Someone had asked this earlier, but since it was good practice for my qualifying exam coming up, I figured I would ask and share my work on the problem. The problem is:
Suppose $X$ is Unif$(0,\theta)$. Let $T = X_{(1)}$ (minimum order statistic). Is $T$ complete?
My initial thought was no since usually lectures show $X_{(n)}$ is, but here was my attempt:
I assume that $E[g(T)]=0$ for some function $g$ and want to find if $P(g =0)=1$.

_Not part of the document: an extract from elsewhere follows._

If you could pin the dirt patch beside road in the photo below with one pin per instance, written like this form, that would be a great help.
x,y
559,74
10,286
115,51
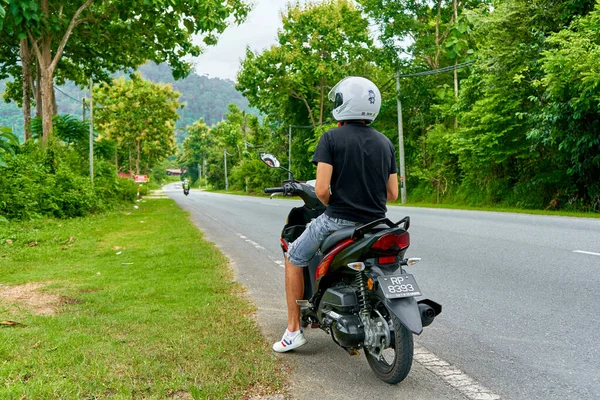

$$P(T \leq t) = 1 - P(T > t) = 1-\left(1-\frac{t}{n} \right)^n$$
So taking derivatives to get the pdf:
$$f_T(t) = \left(1-\frac{t}{n}\right)^{n-1}$$
So now working with expectations:
$$0=E[g(T)] = \int_0^\theta g(t)\left(1-\frac{t}{n}\right)^{n-1} dt$$
This integral is differentiable, and since the integral is $0$, then the derivative is $0$, so taking the derivative with respect to $\theta$:
$$0= g(\theta)\left(1-\frac{\theta}{n}\right)^{n-1}$$
Hence $g(\theta) =0$, so $T$ is a complete statistics.
Does this argument work? I basically modeled it after the proof of showing the max order statistic is complete. If $X_{(1)}$ is not complete, where does the proof go wrong?